Why the "Mahansi padak?"

"Mahansi padak" is a Sinhalese expression that roughly translates as "tired face." I was asked several times yesterday if I was tired and someone finally commented on my "mahansi padak." Janet suggested it was because I hadn't shaved. I know it was because I was feeling too much, too deeply, for my friend. 

The Talmud says that every celebration is tinged with sadness and yesterday I experienced this in a cross-cultural context at my friend's house opening or "giving" ceremony. Buddhist priests come and chant and bless and they are given food and gifts. The gifts are a bowl, a toothbrush, maybe a robe. I was one of the servers who went to each of the ten or so priests and spooned bitter gourd and melun and curry and two kinds of rice, white and red, onto their plates. Their collective appetite was hearty. 
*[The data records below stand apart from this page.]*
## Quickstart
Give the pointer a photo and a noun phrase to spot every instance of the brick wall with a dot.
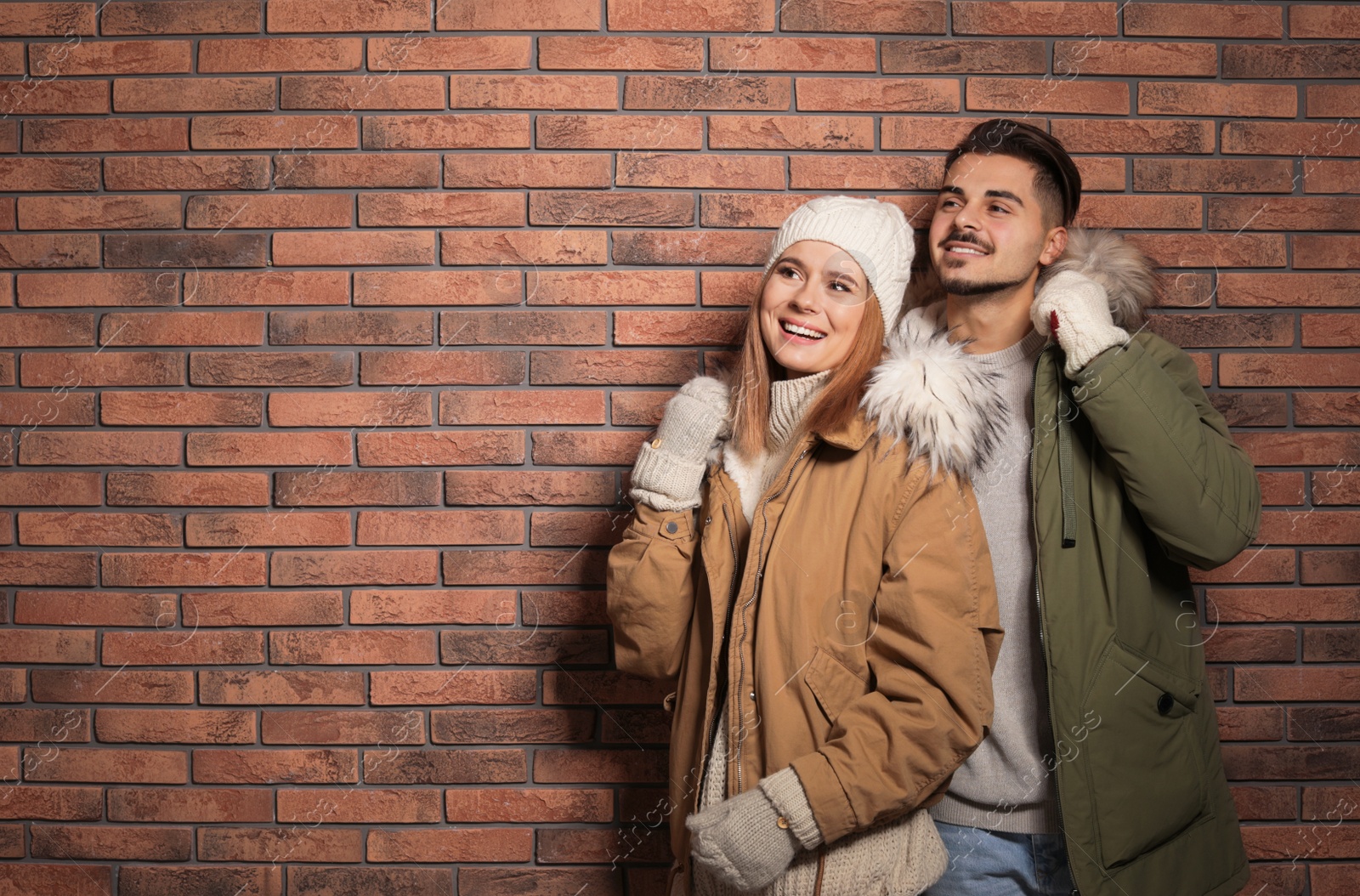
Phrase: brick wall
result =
(331, 326)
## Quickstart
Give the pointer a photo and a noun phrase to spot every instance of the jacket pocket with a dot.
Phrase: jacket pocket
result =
(833, 684)
(1144, 757)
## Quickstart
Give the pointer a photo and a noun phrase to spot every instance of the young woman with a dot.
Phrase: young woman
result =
(823, 598)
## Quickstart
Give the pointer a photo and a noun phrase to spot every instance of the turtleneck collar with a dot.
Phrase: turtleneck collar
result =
(790, 399)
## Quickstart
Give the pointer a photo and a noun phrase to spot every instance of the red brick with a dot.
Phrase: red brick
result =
(441, 846)
(609, 54)
(524, 567)
(344, 726)
(985, 16)
(523, 328)
(437, 287)
(877, 94)
(242, 687)
(183, 648)
(593, 689)
(632, 210)
(618, 132)
(691, 15)
(449, 210)
(296, 843)
(181, 410)
(864, 173)
(517, 15)
(449, 607)
(1187, 20)
(190, 805)
(792, 54)
(452, 685)
(541, 804)
(1212, 251)
(173, 726)
(1255, 101)
(218, 569)
(521, 407)
(269, 449)
(466, 54)
(106, 764)
(534, 91)
(90, 608)
(99, 685)
(790, 132)
(523, 247)
(1265, 290)
(48, 569)
(355, 410)
(214, 610)
(194, 490)
(473, 170)
(44, 726)
(1215, 176)
(510, 726)
(353, 567)
(269, 369)
(1326, 408)
(274, 287)
(598, 846)
(530, 487)
(1332, 101)
(441, 369)
(468, 131)
(887, 16)
(441, 449)
(1289, 138)
(616, 449)
(95, 369)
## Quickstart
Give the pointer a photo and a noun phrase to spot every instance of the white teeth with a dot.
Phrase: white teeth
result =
(802, 331)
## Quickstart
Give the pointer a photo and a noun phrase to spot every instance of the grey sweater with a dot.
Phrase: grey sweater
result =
(1006, 785)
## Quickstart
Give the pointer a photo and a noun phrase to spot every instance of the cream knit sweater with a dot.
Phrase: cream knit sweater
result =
(897, 859)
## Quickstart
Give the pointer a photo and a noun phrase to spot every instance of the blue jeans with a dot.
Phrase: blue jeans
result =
(999, 864)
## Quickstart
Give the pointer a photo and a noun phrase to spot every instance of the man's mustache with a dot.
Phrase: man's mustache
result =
(963, 237)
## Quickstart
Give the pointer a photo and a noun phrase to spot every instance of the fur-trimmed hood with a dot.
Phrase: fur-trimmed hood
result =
(929, 392)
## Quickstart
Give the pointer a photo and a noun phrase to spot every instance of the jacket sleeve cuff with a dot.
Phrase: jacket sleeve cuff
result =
(822, 786)
(786, 794)
(666, 481)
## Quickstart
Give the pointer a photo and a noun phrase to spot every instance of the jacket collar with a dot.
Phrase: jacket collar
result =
(929, 392)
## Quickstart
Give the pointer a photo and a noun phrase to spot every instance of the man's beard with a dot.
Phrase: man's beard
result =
(977, 288)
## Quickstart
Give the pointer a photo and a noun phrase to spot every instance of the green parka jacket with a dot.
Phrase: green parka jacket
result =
(1133, 476)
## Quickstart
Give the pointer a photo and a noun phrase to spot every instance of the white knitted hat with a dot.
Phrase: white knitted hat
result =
(875, 234)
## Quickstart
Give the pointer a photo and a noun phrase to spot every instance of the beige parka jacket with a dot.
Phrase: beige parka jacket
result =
(852, 627)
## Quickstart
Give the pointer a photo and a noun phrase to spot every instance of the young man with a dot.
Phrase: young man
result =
(1105, 471)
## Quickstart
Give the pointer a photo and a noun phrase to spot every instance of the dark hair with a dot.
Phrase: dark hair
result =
(1057, 179)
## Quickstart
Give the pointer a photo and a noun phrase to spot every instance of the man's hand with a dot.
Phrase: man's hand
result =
(1076, 312)
(743, 841)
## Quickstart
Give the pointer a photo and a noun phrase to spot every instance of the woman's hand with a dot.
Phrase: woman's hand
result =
(670, 469)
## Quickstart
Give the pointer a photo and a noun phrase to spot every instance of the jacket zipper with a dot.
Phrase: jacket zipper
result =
(755, 592)
(722, 655)
(1038, 600)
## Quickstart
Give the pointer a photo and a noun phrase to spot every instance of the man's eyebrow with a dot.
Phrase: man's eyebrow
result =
(951, 188)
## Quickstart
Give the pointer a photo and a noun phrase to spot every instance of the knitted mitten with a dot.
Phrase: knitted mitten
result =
(1074, 310)
(670, 469)
(745, 841)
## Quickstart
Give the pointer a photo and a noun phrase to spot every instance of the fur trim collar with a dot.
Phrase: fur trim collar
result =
(929, 392)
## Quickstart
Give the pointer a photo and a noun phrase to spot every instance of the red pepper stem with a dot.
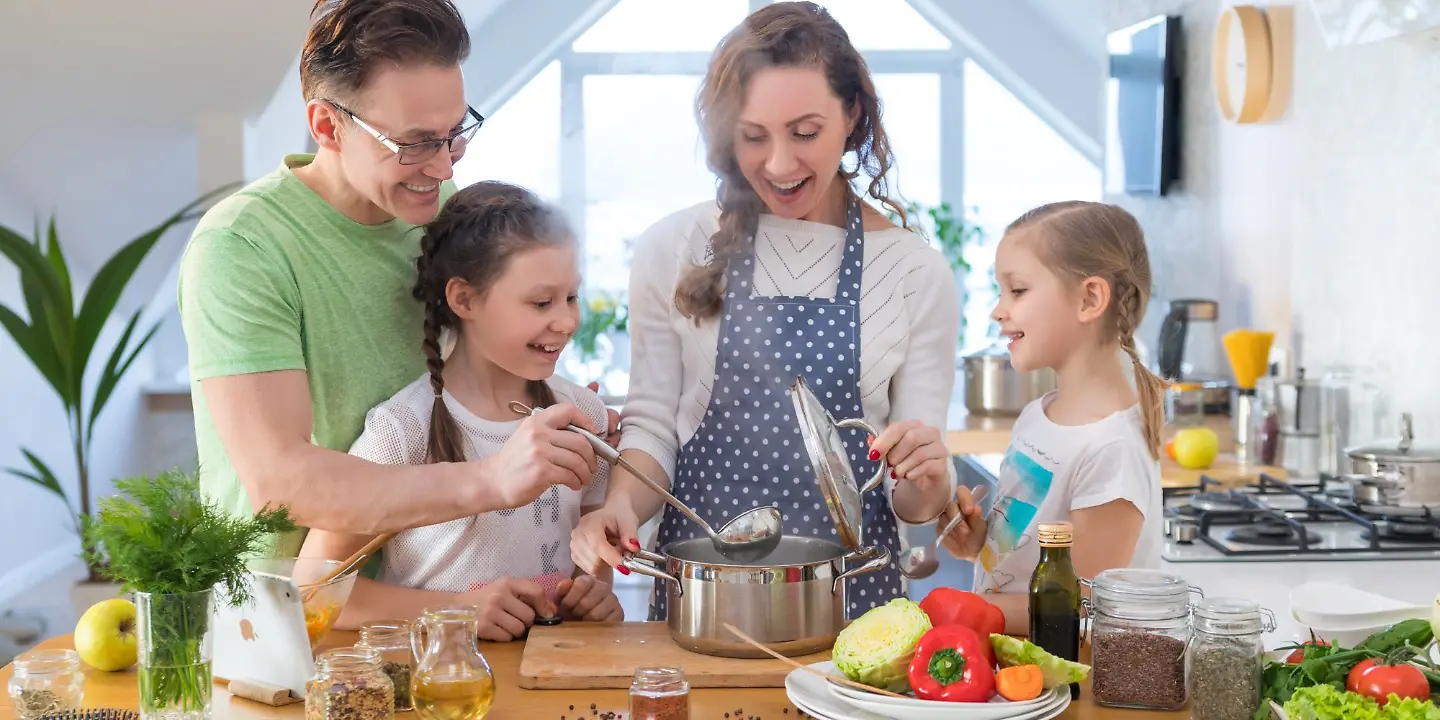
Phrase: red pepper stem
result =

The guests had good appetite too, and the rice and curry was delicious. Before we ate, just after the priests washed, we held a length of string to sense that we were bound together as a community. Later the priests tied a string onto everybody's wrist. Some people bowed and prostrated themselves. Others skipped the string holding and tying and prostrating. Delicacies like cashew curry with sprats, prawn curry, brinjol and banana flower were served. Papadam too. Beer and wine came out after the priests left. My friend's new garden looked like it had gotten a good start. But it was sparse. I would like to have helped him with it. Like I want to help everyone with their garden. Growing things seems so desperate for people. The sod seemed to have "taken" with all the rain. The house, more like a small palace, shone. His wife floated gracefully in her traditional white garb and she managed a smile. 
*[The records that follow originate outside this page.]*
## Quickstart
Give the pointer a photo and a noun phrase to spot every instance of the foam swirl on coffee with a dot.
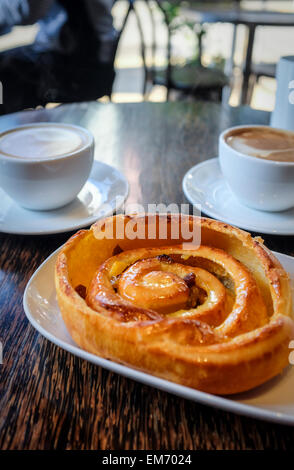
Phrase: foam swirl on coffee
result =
(263, 142)
(41, 142)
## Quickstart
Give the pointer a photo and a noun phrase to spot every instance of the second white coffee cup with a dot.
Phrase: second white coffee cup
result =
(43, 166)
(262, 184)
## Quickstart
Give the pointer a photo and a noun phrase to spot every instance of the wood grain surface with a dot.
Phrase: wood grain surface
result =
(50, 399)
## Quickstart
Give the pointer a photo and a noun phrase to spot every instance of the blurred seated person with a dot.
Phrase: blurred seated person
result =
(71, 58)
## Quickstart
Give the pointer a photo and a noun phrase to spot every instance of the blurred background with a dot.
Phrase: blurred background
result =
(192, 50)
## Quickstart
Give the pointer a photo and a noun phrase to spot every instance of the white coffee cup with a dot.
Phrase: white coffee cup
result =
(283, 114)
(44, 166)
(262, 184)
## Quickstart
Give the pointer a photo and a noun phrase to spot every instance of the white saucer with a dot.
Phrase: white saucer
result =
(105, 191)
(273, 401)
(204, 184)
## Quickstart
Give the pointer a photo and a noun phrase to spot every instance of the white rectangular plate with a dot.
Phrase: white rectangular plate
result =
(273, 401)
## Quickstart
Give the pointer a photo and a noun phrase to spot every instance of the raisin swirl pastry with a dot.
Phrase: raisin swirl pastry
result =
(216, 317)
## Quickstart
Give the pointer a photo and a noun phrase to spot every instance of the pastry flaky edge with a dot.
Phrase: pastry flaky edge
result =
(240, 364)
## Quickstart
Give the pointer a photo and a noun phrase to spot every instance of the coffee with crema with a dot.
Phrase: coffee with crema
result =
(41, 143)
(263, 142)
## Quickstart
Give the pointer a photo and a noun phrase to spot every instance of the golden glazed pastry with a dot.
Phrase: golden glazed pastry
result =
(214, 317)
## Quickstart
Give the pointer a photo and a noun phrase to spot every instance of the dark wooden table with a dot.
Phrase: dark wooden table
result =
(50, 399)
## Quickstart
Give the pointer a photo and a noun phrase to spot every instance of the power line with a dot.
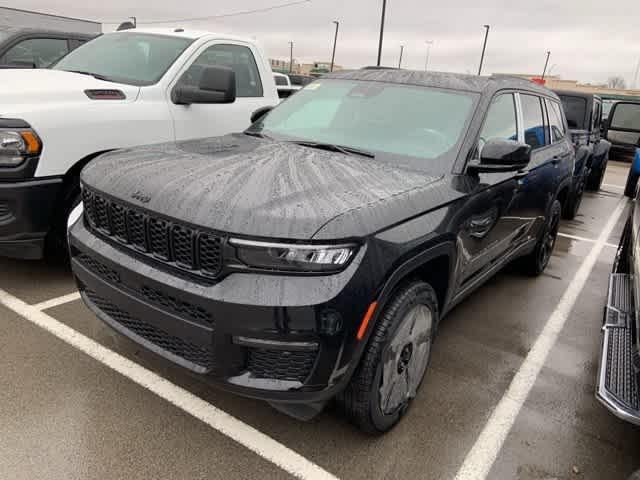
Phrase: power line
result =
(222, 15)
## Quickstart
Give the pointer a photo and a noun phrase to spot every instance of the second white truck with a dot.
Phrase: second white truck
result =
(119, 90)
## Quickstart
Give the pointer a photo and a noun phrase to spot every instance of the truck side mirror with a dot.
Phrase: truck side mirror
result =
(217, 85)
(499, 155)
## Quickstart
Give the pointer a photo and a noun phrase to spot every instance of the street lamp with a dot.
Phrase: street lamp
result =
(545, 65)
(291, 58)
(484, 47)
(335, 41)
(384, 11)
(426, 62)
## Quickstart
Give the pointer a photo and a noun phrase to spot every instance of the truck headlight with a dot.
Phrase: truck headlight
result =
(17, 145)
(293, 257)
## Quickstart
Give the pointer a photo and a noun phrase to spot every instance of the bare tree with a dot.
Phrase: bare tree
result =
(616, 82)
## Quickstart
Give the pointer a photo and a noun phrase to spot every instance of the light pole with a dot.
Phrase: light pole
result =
(335, 41)
(426, 62)
(484, 47)
(291, 58)
(384, 11)
(545, 65)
Her relatives were there but not his. They've been together four years and he has another family by his first wife, late teens about the same age as the cute spoiled kids of his new wife. We've gone out with them and he's brought her around our place several times. Could be she's shy. Could be she's traumatized by her former marriage to a finance person gone bad. Very bad. Could be she's cold as ice, just tolerating this good man who "saved" her. At least financially. 

The relatives sat disapproving. How much they'd spent restoring the historic family home. How much else I wondered, were they thinking. Voluble old Uncle Ashok was there sipping wine, maybe the one who introduced her to her first husband. Her father died when she was an infant. The family was selling off its land, formerly a coconut plantation northeast of Colombo. 

All around is swampland. What she sold personally to send her daughter to school has been subdivided and divided again. It is a Muslim watte and all her neighbors are in garb. Her mother lives just across in another large house, her aunties nearby. They are a tiny enclave now on their ancestral land, a minority on a kind of island no one of them can leave. One leaves. There's one less. 

What do the relatives think of my friend? What do they think of his leaving his first wife of many years, a love marriage, for this gorgeous spoiled traumatized daughter of their clan? What does she think of him? "Your place is beautiful," I tell her. She waves it off with her hand, "he picked everything out." This practical former Air Force commander picked out the huge shiny white tiles that will need an army to polish? The gaudy light fixtures? The palace he built for his princess? He restored her ancestral home with no mind to the money he spent. Supports his first family too. I've never seen her look at him. 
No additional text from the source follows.